Because as stated above so many people access mobile device websites and others are just crazy busy, they are looking for quick, easy-to-digest information. Ensure that the content of your website is scannable.
Although some longer, more in-depth articles may have been added to enhance your rank and reach more readers, you still need to create this content simple to digest.
How can you do that? Subheadings, bullet points must be added and major elements must be set in boxes or quotes. This way, both skimmers and those who want to stop and read in-depth will satisfy the reading habits.
Strong Your ‘Call to Action’
Remember, by its very definition, a call to action asks your website visitor to do something specific. Keep in mind, by its very definition, a call to action asks your website visitor to do something specific.
So, if your goal is to convert visitors into newsletter subscribers, you don’t just want a “Click Here” button. Instead, you want to clarify exactly what they’re going to get by tapping on that button— “Download Your Free Handbook” or “Subscribe for More Advice.” At the same time, you want to keep your CTA short and accurate.
Behind the colors you use on your CTA button, there is also entire psychology.
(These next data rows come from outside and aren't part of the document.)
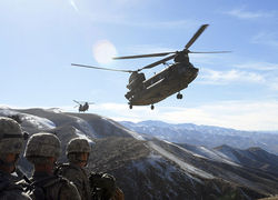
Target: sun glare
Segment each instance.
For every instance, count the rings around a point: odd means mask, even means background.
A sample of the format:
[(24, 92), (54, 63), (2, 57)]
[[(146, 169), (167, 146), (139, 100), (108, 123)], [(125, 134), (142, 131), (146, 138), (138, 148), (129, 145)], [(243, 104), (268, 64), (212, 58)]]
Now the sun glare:
[(109, 63), (117, 54), (117, 50), (110, 41), (101, 40), (93, 46), (92, 53), (98, 63)]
Red and blue tend to be the most famous colors, but they play around with different colors, shades, and wording, doing some A / B testing to see which variant normally plays with visitors to your site.
With different visitors, each website is different. For conversions on yours, what works statistically for some websites may not work. This requires trying different elements of the user experience, then testing to see which ones are converting and which ones are not converting.
This requires trying different elements of the user experience, then testing to see which ones are converting and which ones are not converting. This process should be continued throughout your site’s life.